By the start of the 1980s, Honda motorcycles were as ubiquitous across America’s landscape as acid-wash jeans and pick-up trucks. The Japanese manufacturer was enjoying prodigious growth and popularity due, in no small part, to its garnering of multiple championship titles in a variety of racing disciplines.
However, one form of competition Honda had yet to conquer was the vaunted, wholly American world of flat-track. Since the Grand National Championship started in 1954, Harley-Davidson had enjoyed a near-stranglehold on the half-mile and mile dirt track ovals.
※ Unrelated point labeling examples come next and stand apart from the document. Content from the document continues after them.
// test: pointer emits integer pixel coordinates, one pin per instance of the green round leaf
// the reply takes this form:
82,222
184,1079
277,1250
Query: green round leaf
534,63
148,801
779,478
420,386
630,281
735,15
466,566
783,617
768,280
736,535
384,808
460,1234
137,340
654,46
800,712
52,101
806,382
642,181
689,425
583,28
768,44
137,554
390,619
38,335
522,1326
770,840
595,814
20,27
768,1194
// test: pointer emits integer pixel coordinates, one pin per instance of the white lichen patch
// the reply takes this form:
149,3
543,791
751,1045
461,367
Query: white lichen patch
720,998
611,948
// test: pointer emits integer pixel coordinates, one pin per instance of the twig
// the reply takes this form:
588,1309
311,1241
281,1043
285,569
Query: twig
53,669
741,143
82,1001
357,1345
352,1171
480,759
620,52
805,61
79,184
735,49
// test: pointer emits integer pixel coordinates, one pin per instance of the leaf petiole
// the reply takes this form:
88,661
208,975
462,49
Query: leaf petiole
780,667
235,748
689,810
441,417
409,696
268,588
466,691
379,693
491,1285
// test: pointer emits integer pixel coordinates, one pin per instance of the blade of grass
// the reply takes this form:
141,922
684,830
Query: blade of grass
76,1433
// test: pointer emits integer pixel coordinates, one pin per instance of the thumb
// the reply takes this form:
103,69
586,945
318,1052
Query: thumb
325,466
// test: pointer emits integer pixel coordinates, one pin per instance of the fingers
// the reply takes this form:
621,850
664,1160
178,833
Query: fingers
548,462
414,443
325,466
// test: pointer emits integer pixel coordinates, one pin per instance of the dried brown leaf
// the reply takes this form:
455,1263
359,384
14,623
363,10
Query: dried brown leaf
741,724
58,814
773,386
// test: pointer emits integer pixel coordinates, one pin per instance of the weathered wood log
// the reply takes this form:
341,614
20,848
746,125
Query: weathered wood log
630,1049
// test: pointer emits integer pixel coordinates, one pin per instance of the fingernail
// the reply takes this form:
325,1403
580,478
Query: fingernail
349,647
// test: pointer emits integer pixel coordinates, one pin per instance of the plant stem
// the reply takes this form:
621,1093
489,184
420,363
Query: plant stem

In 1984, after several seasons of development, Honda mounted a full factory effort with sights set firmly on usurping Harley-Davidson’s coveted spot atop the podium. When Honda rolled out its RS750, the machine ironically paid homage to the American icon it was out to dethrone, as it was powered by an air-cooled, V-twin, 749cc motor that borrowed the exact bore and stroke of Harley’s seemingly unstoppable XR750.
Honda achieved the daunting task of winning the Grand National Championship in 1984 with rider Ricky Graham. Bubba Shobert (riding the machine pictured here) assuaged any notions of Honda’s win being a fluke by taking the title the next three years in succession, making it a four-year sweep for Honda.